L'élection présidentielle s’impose à l’actualité, alors que les Tunisiens sont préoccupés aussi par des impératifs majeurs. Faire face aux dépenses onéreuses de la rentrée scolaire, surmonter la hausse des prix, payer les factures d’eau et d’électricité et subvenir aux besoins vitaux : une lutte quotidienne pour de larges franges de la population.

Ceux qui ne bénéficient ni d’une source de revenu ni d’un salaire frisent la précarité totale.

Les solutions sont loin de poindre à l’horizon. L’inflation ne fléchit pas, la croissance tarde à se redresser, l’emploi se fait rare et les salaires ainsi que les pensions de retraite s’avèrent insuffisants. Fractures, inégalités et pauvreté affichant des taux inquiétants nous interpellent.

Le système redistributif des richesses ne parvient pas à se déployer. Le budget public demeure très limité. Alors que la demande est forte.

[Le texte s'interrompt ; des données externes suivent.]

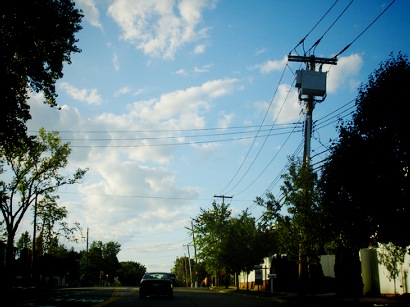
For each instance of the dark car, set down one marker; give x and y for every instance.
(173, 278)
(156, 284)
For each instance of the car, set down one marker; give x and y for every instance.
(173, 278)
(156, 284)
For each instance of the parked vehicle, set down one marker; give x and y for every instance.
(156, 284)
(173, 278)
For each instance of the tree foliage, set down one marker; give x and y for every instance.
(365, 181)
(228, 243)
(30, 170)
(36, 38)
(131, 273)
(392, 257)
(100, 264)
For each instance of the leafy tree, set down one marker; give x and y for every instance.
(365, 180)
(48, 215)
(297, 232)
(392, 257)
(33, 169)
(36, 38)
(211, 227)
(228, 243)
(181, 270)
(101, 263)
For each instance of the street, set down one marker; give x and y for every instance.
(124, 296)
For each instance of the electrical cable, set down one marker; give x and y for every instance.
(264, 118)
(328, 29)
(320, 20)
(361, 33)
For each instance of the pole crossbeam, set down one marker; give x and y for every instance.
(312, 58)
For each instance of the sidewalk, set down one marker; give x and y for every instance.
(323, 299)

Une urgence sociale s’installe et attend des réponses immédiates. Les programmes proposés ne sauraient résoudre dès aujourd’hui le quotidien pressant.

Comment la société tunisienne pourra-t-elle tenir? En dehors des ressources de l’informel qui dépasse la moitié de l’activité économique, la partie invisible de la survie repose sur l’entraide. Les uns soutiennent les autres, à commencer au sein de la famille. Ceux qui parviennent à gagner de l’argent en redonnent aux autres. Les montants sont souvent modestes, parfois irréguliers, mais ils constituent des secours cruciaux.

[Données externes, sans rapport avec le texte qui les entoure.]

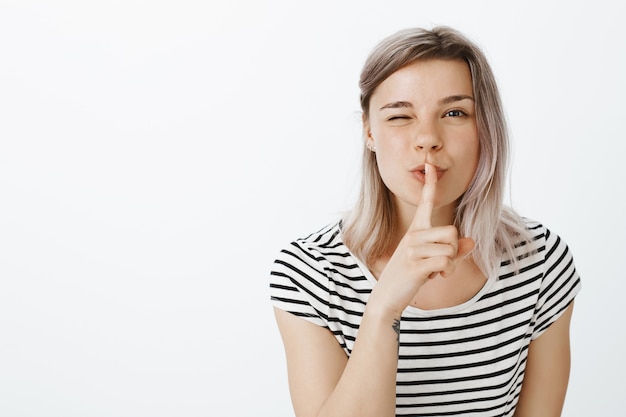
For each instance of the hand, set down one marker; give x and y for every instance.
(422, 254)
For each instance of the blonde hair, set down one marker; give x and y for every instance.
(369, 229)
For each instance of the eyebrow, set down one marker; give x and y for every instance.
(455, 97)
(446, 100)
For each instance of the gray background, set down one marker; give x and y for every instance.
(155, 155)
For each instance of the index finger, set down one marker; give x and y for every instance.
(424, 210)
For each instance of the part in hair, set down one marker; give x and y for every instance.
(370, 228)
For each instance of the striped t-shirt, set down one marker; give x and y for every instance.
(466, 360)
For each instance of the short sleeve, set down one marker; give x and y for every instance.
(560, 285)
(299, 283)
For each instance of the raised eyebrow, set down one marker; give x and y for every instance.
(397, 105)
(455, 98)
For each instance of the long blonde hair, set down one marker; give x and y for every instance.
(369, 229)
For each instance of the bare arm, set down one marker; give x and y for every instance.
(323, 382)
(547, 371)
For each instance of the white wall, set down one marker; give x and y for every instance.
(155, 155)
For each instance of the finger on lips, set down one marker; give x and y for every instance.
(423, 214)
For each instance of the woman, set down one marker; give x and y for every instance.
(429, 297)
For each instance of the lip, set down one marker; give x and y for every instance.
(419, 172)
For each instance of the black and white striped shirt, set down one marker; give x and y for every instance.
(467, 360)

Le besoin suscite l’ingéniosité capable de créer une activité lucrative. Pour s’en sortir, les voies sont multiples : artisanat, agriculture, élevage, petits métiers… De très petites entreprises informelles naissent alors, s’échinant à trouver des financements et à écouler leurs produits. L’essentiel est de préserver la dignité et de se procurer le vital. L’économie sociale et solidaire, instituée par la loi du 30 juin 2020, est encore embryonnaire. Activer toutes ses dispositions et les mettre en œuvre livrera ses grandes promesses.

L’urgence est cependant à l’entraide, le lien social le plus fort. Étendre la solidarité, l’enraciner en comportement collectif et lui imaginer de nouveaux canaux plus fluides et plus efficients pourraient réduire les tracas de la vie.

Donner, partager, aider, secourir, parrainer et redonner espoir est impératif. C’est incarner un sens élevé de la responsabilité, en réponse à la montée de l’individualisme et de l’exclusion. En ces temps de fragilités et de d’incertitudes, tendre la main à l’autre le tire de sa détresse et raffermit la cohésion de la société.

A chacun son initiative, son action, sa forme de soutien. Être solidaire, c’est faire prévaloir les valeurs humaines. Les Tunisiens sont moulus dans les vertus de l’entraide. Ils en offrent, au fil des générations, d’édifiantes illustrations, souvent dans la discrétion la plus absolue.

L’ampleur des besoins exige plus d’implication. Donner, ce n’est pas seulement remettre de l’argent. C’est aussi prêter écoute et attention, accompagner et veiller sur les autres. Au-delà de l’urgent, c’est souvent apporter des solutions. Partager, ce ne sont pas seulement des biens, mais aussi des valeurs, un regard nouveau sur notre mode de vie et de consommation, sur l’environnement, le respect de la nature et notre rapport à la durabilité. Aider, c’est aider à comprendre le monde nouveau qui s’annonce, ses enjeux, ses risques et ses opportunités.

La solidarité est aussi à revendiquer dans nos relations internationales. L’inscrire au cœur des principes fondateurs, l’exiger dans la coopération, la concrétiser dans la prévention des changements climatiques et l’assurer dans le respect des droits humanitaires : nous ne saurons y renoncer.

Le plus grand effort urgent est cependant à accomplir en Tunisie, aujourd’hui même, en faveur de ceux qui sont dans le besoin. Donner, c’est la générosité de l’âme.
La bienfaisance est la plus belle des vertus.

Etre solidaires, c’est être unis, pour un vivre-ensemble meilleur.